The granularity of a Hadronic Calorimeter is important because it determines the level of precision and accuracy in measuring the energy of particles. A smaller granularity allows for a more precise measurement of the energy of individual particles, while a larger granularity may result in a loss of energy resolution.

3. How is the granularity of a Hadronic Calorimeter determined?

The granularity of a Hadronic Calorimeter is determined by the size and number of cells or sampling units within the detector. This is often optimized through simulations and experimental studies to find the optimal balance between resolution and cost.
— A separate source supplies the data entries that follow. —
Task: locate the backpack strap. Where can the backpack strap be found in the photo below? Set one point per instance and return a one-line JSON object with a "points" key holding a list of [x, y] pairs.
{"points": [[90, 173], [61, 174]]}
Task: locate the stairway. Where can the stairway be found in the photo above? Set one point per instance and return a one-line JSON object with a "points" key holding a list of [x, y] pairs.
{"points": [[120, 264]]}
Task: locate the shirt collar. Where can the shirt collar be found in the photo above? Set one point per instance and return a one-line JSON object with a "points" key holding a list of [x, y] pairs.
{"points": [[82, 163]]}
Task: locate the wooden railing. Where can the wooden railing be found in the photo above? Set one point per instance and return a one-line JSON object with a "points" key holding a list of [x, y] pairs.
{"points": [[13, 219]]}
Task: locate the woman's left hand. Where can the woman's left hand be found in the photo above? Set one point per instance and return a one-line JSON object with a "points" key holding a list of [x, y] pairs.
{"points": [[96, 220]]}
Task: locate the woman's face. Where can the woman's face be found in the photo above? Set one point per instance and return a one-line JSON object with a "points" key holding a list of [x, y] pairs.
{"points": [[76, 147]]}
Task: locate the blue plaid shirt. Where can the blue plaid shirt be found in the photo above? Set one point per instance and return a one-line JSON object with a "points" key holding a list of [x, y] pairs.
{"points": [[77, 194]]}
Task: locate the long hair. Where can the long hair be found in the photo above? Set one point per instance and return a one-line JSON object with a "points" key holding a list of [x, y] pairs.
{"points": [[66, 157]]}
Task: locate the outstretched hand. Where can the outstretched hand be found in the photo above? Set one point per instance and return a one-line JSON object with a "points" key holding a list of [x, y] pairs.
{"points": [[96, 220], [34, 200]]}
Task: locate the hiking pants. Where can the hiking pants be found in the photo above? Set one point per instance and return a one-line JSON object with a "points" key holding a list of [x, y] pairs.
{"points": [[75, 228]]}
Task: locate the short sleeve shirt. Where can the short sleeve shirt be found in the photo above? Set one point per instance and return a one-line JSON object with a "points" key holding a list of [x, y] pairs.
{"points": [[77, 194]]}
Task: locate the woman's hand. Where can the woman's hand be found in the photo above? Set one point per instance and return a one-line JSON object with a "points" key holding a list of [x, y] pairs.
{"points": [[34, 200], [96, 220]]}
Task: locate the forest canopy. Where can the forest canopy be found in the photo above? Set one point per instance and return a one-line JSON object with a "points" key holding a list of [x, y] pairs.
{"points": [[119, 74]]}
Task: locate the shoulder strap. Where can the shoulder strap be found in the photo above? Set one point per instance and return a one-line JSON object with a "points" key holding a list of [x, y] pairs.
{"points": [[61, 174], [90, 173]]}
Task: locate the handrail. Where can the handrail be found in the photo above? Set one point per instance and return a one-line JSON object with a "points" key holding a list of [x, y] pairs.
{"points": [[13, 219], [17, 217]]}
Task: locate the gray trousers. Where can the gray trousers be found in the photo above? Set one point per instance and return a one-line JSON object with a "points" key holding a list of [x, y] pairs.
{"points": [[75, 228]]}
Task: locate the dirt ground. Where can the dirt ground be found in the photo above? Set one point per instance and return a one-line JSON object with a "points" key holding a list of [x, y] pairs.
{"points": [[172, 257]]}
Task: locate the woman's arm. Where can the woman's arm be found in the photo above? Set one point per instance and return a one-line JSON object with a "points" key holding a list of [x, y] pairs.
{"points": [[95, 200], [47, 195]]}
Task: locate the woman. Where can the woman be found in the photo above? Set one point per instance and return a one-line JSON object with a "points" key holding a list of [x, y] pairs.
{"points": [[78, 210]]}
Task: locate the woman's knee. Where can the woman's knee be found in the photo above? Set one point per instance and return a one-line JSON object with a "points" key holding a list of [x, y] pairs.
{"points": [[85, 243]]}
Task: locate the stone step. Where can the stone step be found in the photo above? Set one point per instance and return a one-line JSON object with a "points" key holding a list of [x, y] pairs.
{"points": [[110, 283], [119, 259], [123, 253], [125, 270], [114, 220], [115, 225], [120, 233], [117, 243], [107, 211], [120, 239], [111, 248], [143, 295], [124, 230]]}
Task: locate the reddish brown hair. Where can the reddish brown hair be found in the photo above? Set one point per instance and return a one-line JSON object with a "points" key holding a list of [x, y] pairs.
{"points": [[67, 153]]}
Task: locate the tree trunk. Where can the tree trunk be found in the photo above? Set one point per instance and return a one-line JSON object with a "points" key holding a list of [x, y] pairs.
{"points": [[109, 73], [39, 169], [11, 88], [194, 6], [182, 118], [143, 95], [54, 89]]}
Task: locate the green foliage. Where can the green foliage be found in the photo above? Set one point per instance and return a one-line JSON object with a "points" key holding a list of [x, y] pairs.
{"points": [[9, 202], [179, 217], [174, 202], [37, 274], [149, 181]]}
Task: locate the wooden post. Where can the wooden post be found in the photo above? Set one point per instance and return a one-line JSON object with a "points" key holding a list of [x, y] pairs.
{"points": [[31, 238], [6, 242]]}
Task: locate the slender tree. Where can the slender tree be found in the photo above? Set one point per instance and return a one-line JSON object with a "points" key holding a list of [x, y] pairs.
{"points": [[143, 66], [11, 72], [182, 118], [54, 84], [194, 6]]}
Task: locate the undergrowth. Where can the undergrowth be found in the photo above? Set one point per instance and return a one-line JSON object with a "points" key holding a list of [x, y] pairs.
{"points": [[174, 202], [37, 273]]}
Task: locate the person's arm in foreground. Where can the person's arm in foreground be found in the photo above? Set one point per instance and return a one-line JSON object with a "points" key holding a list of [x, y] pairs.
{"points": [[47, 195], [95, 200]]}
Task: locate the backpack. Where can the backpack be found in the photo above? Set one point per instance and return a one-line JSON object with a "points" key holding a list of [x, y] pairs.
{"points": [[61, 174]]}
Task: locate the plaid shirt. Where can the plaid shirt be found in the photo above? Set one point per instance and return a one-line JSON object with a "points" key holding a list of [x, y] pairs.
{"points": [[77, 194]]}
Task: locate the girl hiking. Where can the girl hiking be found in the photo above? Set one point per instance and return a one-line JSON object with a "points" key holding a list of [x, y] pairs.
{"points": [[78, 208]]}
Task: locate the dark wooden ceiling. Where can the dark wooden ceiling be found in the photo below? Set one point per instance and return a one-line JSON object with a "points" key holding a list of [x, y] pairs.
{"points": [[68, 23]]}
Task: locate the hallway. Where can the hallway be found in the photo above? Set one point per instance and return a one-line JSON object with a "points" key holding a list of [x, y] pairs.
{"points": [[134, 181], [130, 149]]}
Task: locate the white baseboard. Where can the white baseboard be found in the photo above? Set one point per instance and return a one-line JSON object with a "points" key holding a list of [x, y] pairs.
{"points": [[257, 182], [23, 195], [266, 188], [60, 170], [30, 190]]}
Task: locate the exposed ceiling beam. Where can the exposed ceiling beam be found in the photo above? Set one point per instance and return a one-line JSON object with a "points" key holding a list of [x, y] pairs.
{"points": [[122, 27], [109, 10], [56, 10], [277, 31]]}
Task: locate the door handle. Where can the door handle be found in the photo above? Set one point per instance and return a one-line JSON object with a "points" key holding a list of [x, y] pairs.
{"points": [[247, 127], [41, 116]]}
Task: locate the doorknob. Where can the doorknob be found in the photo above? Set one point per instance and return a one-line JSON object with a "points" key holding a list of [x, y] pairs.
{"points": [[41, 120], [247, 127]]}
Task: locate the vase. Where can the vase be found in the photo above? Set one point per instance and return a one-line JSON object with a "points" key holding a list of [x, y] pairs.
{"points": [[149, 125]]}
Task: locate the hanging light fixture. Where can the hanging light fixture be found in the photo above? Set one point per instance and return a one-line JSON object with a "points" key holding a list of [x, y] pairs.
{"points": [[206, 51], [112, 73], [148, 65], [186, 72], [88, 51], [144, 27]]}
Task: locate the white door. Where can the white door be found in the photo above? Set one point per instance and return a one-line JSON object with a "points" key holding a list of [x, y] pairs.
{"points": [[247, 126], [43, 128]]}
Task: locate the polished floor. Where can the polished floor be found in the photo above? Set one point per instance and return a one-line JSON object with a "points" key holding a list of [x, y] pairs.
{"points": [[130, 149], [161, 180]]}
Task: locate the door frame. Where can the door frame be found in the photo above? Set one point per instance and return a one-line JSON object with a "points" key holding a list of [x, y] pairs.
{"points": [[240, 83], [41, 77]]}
4. What are some factors that can affect the granularity of a Hadronic Calorimeter?

The granularity of a Hadronic Calorimeter can be affected by various factors, such as the type of particle being measured, the energy range of the particles, and the desired energy resolution. Other factors may include the size and shape of the detector and the material used to construct it.

5. How does the granularity of a Hadronic Calorimeter impact particle detection?

The granularity of a Hadronic Calorimeter plays a crucial role in particle detection. A smaller granularity allows for the identification and measurement of individual particles, while a larger granularity may result in overlapping and inaccurate measurements. This can impact the overall performance and accuracy of the calorimeter in detecting and measuring particles.